Мы пришли к тому заключению, что нравственное благо есть утверждение «я», самоосуществление, а это приводит нас к идее «нормального» развития личности. Не всякое утверждение и развитие собственной личности есть нравственное благо, а только то, которое ведет к совершенству, к идеальному духовному состоянию. С этической точки зрения осуществление собственного «я» и достижение идеального совершенства понятия тождественные. Но трагизм нравственной проблемы заключается в том, что абсолютный идеал нравственного совершенства не может быть конкретно выражен в терминах опыта и эмпирически никогда не может быть вполне осуществлен. Вся наша нравственная жизнь, все нравственное развитие отдельного человека и всего человечества предполагает такой абсолютный идеал, без него жизнь была бы лишена всякого смысла. То мучительное искание высшего нравственного блага, которое составляет самое ценное содержание жизни человечества, предполагает, что такое благо есть, что оно не призрак, что человек должен к нему приближаться. Идея нравственного развития немыслима без идеи верховной цели, которая должна осуществляться этим развитием.
Мы можем формулировать абсолютное по своему значению условие осуществления нравственного блага: это признание за человеческой личностью безусловной ценности и права на самоопределение, признание ее самоцелью, а не средством, и вместе с тем признание равноценности людей. Отсюда вытекают принципы гуманности и справедливости, для которых в историческом развитии стремятся найти все более и более совершенное выражение. Но того абсолютно ценного содержания, того высшего блага, которым должна быть наполнена жизнь человека, признанного за самоцель, в эмпирической действительности указать нельзя, оно никогда не бывает сущим, оно есть вечный призыв к бесконечному развитию, к высочайшей духовной энергии, теряющейся за границей всякого данного человеческого кругозора. Всякая попытка точнее определить абсолютное благо, долженствующее быть содержанием жизни человека- самоцели, неизбежно выводит нас за пределы мира опыта. Идея осуществления «я» путем достижения идеального духовного состояния упирается в вечность и бесконечность, тут нам открываются беспредельные перспективы. Человеческая личность, своеобразная и индивидуальная, в своем стремлении к совершенству всегда тяготеет к одной и той же точке, к Верховному Благу, в котором соединяются все ценности. Бесконечная сила и могущество, бесконечное познание, вечная красота и гармония — все это входит в осуществление и развитие «я». Последний этап на этом длинном пути, на котором эмпирический мир есть лишь небольшой кусок, мы должны мыслить, как соединение индивидуального «я» с «я» универсальным, т. е. человека с Божеством. Причем Божество мыслится не как что-то чуждое и внешнее для человеческого «я», чему это «я» должно подчиниться, а как его собственный идеал окончательного совершенства.

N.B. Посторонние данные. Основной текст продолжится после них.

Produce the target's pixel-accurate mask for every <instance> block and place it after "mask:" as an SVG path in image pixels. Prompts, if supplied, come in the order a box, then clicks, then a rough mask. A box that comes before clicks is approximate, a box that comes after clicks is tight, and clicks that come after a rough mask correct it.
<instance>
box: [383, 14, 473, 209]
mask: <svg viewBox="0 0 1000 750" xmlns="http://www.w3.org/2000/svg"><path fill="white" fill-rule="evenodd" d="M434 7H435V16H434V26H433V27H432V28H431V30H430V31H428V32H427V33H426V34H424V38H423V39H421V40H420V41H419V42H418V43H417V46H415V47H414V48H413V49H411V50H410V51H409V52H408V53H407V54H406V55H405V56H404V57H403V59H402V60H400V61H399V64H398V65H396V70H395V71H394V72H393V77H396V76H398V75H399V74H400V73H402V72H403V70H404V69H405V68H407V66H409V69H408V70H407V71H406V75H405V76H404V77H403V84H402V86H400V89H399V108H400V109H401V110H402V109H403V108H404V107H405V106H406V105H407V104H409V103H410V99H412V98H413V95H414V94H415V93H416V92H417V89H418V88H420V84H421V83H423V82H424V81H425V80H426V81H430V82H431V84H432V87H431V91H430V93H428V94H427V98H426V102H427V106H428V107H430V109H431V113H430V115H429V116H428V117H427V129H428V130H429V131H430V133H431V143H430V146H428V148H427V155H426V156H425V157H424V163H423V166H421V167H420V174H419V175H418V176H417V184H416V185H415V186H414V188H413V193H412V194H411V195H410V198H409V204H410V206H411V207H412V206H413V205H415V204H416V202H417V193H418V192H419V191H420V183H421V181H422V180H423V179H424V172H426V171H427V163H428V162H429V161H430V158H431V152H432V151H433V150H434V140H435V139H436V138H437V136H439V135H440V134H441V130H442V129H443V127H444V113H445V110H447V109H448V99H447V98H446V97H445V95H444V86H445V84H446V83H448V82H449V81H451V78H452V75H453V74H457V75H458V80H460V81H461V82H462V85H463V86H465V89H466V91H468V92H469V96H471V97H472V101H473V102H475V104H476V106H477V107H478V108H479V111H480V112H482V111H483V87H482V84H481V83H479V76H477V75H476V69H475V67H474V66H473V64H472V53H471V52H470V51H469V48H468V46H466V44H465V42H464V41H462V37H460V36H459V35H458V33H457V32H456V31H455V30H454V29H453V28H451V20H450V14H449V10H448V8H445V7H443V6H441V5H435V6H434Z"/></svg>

Метафизика, к которой этика неизбежно приводит, объединяет в понятии Верховного Блага индивидуальное духовное «я» с универсальным духовным «я»[265]. На все эти положения, которые могут быть развиты только в трактате по метафизике, бросает своеобразный свет телеологический критицизм. Сверхиндивидуальное сознание является субъектом, носителем общеобязательных норм, логических, этических и эстетических, поэтому нравственное развитие, которое совершается в человеческой личности, для нее и через нее, есть торжество «нормативного» сознания в эмпирическом, т. е. победное шествие универсального «я» или, в терминах онтологии, мирового духа[266]. Исходная точка зрения этики может быть только индивидуалистической, нравственная проблема есть проблема индивидуализма, проблема личности, но индивидуализм нужно метафизически преодолеть и прийти к универсальному, вернее, индивидуализм и универсализм должны гармонически соединиться в одном мировоззрении. Я считаю возможным разом исповедовать как последовательный этический индивидуализм, так и не менее последовательный этический универсализм. Об этом важном вопросе мы и поговорим теперь.
VI.
В «Предисловии» к моей выше указанной книге Струве противополагает свой этический индивидуализм моему этическому универсализму. Я думаю, что тут не может быть никакого противоположения. Индивидуализм и универсализм вращаются в различных плоскостях, отвечая на различные стороны этической проблемы и дополняя друг друга. Я могу с полным правом сказать, что Струве универсалист в моем смысле, а я индивидуалист в его смысле, наши этические разногласия только кажущиеся и лежат исключительно в области гносеологии[267]. Из всего моего изложения достаточно ясно, насколько я разделяю этический индивидуализм Струве, а теперь посмотрим, почему индивидуализм неизбежно переходит в универсализм.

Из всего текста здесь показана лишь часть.